It’s funny how some people have really strong convictions about what to name their children, and some people really don’t. Some families have all the same initials or all start with the same letter. And some families always use “family” names and some just name them whatever comes to mind. There is a family in our ward whose children, in age order, start with A, E, I, O, U. I asked the mother once why she named the I child that name, because it isn’t weird, just not common. She said “I needed an I name, and that was the one we liked.” It took me about a month after that comment to realize what she meant.

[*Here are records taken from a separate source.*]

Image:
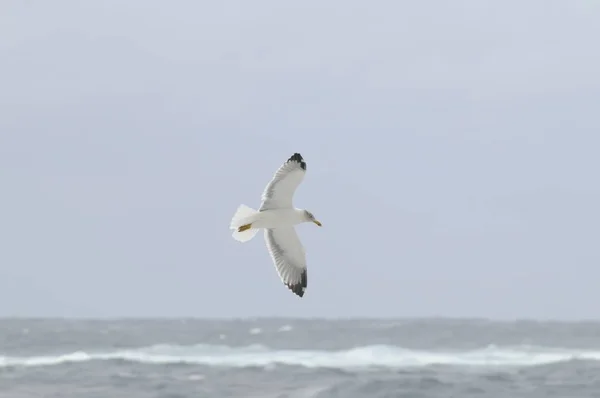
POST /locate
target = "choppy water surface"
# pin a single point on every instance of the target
(298, 358)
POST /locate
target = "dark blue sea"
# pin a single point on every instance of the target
(277, 358)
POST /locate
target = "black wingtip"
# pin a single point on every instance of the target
(296, 157)
(299, 288)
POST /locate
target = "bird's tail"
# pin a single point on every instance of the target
(243, 217)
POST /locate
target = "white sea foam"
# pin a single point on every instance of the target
(354, 358)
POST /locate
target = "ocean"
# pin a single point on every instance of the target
(285, 358)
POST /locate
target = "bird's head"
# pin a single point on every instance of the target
(310, 218)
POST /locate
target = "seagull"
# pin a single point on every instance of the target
(277, 216)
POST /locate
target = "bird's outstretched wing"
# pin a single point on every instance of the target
(289, 257)
(280, 190)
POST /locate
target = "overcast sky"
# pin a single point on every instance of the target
(453, 155)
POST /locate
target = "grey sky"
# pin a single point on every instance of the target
(452, 150)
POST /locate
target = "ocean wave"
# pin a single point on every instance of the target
(375, 356)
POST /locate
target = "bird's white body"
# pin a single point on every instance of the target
(277, 217)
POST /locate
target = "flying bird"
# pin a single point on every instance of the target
(277, 216)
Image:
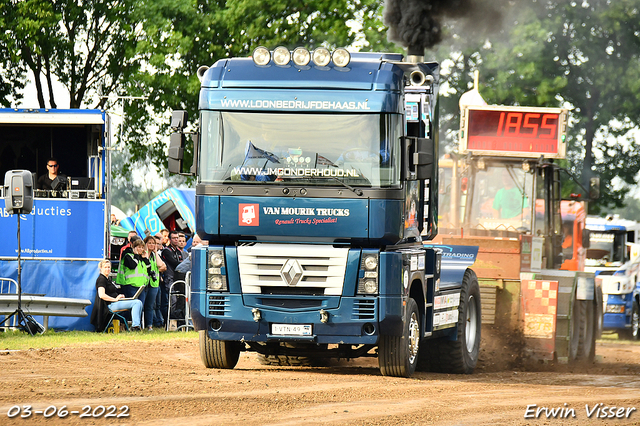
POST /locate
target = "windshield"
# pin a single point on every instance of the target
(309, 149)
(606, 248)
(501, 199)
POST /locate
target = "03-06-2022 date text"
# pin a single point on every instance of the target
(26, 411)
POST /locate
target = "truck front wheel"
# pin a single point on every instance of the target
(459, 356)
(218, 353)
(633, 333)
(398, 355)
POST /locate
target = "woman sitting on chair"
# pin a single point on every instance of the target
(109, 299)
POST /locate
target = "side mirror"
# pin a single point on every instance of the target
(423, 158)
(586, 238)
(419, 161)
(176, 152)
(178, 119)
(594, 188)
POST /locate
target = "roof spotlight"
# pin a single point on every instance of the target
(301, 56)
(261, 55)
(341, 57)
(281, 55)
(321, 57)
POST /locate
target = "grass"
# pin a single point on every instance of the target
(18, 340)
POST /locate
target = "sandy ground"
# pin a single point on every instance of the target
(164, 383)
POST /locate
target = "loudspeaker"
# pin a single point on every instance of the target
(18, 191)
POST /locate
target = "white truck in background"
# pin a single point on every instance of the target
(614, 256)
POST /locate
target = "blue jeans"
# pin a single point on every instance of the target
(134, 305)
(150, 305)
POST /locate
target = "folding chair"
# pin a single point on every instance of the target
(115, 315)
(188, 324)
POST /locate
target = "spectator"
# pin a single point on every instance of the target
(134, 268)
(172, 256)
(165, 237)
(128, 245)
(109, 295)
(153, 271)
(52, 180)
(183, 244)
(185, 265)
(158, 317)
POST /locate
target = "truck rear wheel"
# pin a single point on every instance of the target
(588, 325)
(398, 355)
(633, 333)
(218, 353)
(460, 356)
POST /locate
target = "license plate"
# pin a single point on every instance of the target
(291, 329)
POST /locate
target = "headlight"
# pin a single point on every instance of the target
(217, 283)
(261, 55)
(301, 56)
(371, 262)
(321, 57)
(341, 57)
(369, 279)
(216, 259)
(370, 286)
(281, 55)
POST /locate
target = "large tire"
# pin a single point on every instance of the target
(398, 355)
(443, 355)
(587, 340)
(218, 353)
(633, 333)
(576, 328)
(460, 356)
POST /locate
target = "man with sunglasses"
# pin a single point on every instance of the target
(46, 181)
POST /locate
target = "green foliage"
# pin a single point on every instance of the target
(580, 55)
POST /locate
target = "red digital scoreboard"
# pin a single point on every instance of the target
(514, 131)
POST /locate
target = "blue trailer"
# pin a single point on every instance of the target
(67, 233)
(317, 191)
(614, 256)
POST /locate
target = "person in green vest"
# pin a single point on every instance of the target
(133, 272)
(155, 266)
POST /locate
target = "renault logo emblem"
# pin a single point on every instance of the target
(291, 272)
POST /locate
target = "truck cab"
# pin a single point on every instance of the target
(316, 191)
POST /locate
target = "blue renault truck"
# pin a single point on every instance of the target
(317, 191)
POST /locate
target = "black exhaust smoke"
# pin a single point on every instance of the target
(417, 24)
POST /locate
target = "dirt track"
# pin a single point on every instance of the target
(164, 383)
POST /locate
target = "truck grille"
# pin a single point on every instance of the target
(364, 309)
(218, 305)
(301, 269)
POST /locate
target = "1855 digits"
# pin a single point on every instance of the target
(26, 411)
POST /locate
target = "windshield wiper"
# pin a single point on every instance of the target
(356, 191)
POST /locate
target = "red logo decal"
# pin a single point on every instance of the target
(249, 215)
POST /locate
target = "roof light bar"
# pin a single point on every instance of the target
(281, 55)
(321, 57)
(301, 56)
(341, 57)
(261, 55)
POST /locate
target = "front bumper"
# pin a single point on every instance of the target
(349, 320)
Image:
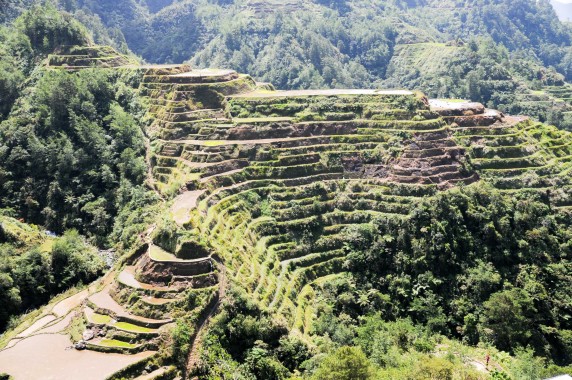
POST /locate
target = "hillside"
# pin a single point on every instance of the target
(303, 220)
(562, 9)
(290, 215)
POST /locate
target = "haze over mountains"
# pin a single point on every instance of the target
(293, 190)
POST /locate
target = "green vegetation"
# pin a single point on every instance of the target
(116, 343)
(429, 46)
(30, 276)
(346, 235)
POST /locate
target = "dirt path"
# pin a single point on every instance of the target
(47, 357)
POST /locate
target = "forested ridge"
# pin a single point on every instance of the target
(358, 44)
(71, 161)
(426, 288)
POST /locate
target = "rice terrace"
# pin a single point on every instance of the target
(211, 226)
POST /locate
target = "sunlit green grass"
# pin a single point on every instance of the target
(132, 328)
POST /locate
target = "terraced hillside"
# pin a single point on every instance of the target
(272, 179)
(264, 185)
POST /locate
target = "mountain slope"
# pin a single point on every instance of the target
(563, 10)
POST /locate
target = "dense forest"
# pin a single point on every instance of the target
(72, 159)
(359, 44)
(473, 271)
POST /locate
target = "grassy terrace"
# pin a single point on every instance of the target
(285, 174)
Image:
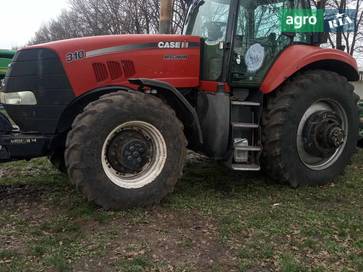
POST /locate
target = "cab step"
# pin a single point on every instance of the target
(248, 148)
(246, 167)
(245, 103)
(244, 125)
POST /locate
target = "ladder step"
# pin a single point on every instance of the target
(248, 148)
(245, 103)
(245, 125)
(246, 167)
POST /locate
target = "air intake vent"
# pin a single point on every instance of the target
(115, 69)
(129, 68)
(100, 70)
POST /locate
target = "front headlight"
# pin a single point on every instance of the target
(26, 98)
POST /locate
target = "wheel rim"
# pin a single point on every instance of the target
(322, 134)
(134, 154)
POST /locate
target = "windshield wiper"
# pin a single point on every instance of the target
(193, 7)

We fall into the middle ground I think. We don’t have really strong ideas about what pattern to follow, but we do have our names picked out for 2 boys and 1 more girl. Even Claire was picked out beforehand, I just expected to have more time to pick a middle name to go with Claire. I didn’t know that the first kid would be Claire. I’ve been thinking a lot about Claire’s middle name lately. We haven’t picked one yet. But I go back and forth about something. We have three other names picked out, who knows if we will use them all, but they are Mark Alexander for the first boy, Michael Alann for the second, and Elizabeth Anne for the next girl. So all the middles start with A. And, we are using both of Alann’s names and one of mine. So what do we do? Do we give Claire an A middle name, so she matches her siblings? Or do we give her Rebecca, so that all of our names are used? Or do we go with something else completely? When she grows up, will she feel left out that she didn’t get a matching name or a parent’s name? Or will she feel special? Alann’s siblings’ names have no relation to one another. My family has a very slight relationship. My first name starts with the same initial that my older sister’s middle name starts with. My younger sister’s first name starts with the same initial as my middle name. I don’t remember if that was on purpose or accident. Had there been another kid, and it was a boy, his name would have been Michael, which would have been the same initial as my little sister’s middle. But in Alann’s extended family, there are some very strong naming conventions being used. So I just don’t know. I have a few A names I like, and a few non-A names I like. I just don’t have a really strong feeling about what to go with.
Names are important. I believe that names shape our personalities somewhat. And I am very much influenced by the other people I know with those names. There are some names I will never use because I do not have a good remembrance of someone with that name. In the scriptures, we are taught to take upon us the name of Christ, so that we will be remembered of Him at the last day. We are taught not to take the name of the Lord in vain, because it is sacred. We are taught that some people change their names, in order to start a new life (Anti-Nephi-Lehis). Helaman gives unto his sons the names of Nephi and Lehi. He taught his children “Behold, my sons, I desire that ye should remember to keep the commandments of God; and I would that ye should declare unto the people these words. Behold, I have given unto you the names of our first parents who came out of the land of Jerusalem; and this I have done that when you remember your names ye may remember them; and when ye remember them ye may remember their works; and when ye remember their works ye may know how that it is said, and also written, that they were good.” (Helaman 5:6). He wanted his sons to remember to do good, so he named them after good people. I want to give Claire a good name. I want her to do good. I want her to remember to follow the gospel and live a Christ-like life. I just don’t know what to name her.
I have also had a couple of people tell me recently that it's great that we are calling her Claire, but we probably won't name her that when she is actually born. I guess it could happen, but it would be really strange. Especially since we will be so used to calling her that.
4 comments:
WE could call her Rebecca Aclaire:)
That's right there are some strong patterns in our family for nameing kids. Careful if they don't match in someway you may be disowned. LOL! Honestly though, I think that whichever way you go will be special to her. We like having the same initials in my family but it was a pain when were younger...good luck!
Hmm . . . sounds like a conundrum. I'm sure you guys will figure it out. We don't do any really specific naming patterns. We have used family names and non-family names. I think it's weird that some people think you won't actually name her Claire when she's born. We knew Weston would be named that as soon as we found out we were pregnant. If it was a boy he would be named Weston Robert. I don't see why I would have changed my mind at the last second. Anyway, I think Claire Rebecca is very cute. On a final note, my younger sister didn't have a middle name growing up and she always felt left out. I know you're planning on giving all your kids middle names, but it's true that kids feel left out if their names don't fit the pattern or whatever. Don't stress too much about it. It will come to you. Can't wait to hang out and pumpkin carve tomorrow night. Also, let me know when you have enough info to talk specifics about a child care arrangement. I'm hoping we can make it work. :)
All I can say is that after calling each of you (girls) "Michael Alan" for 9 months, we adjusted really fast to what you were really named at birth. Except for Teene, who got called Shannon (dog's name) on more than one occasion. And the nicknames, which shall not be repeated by me here.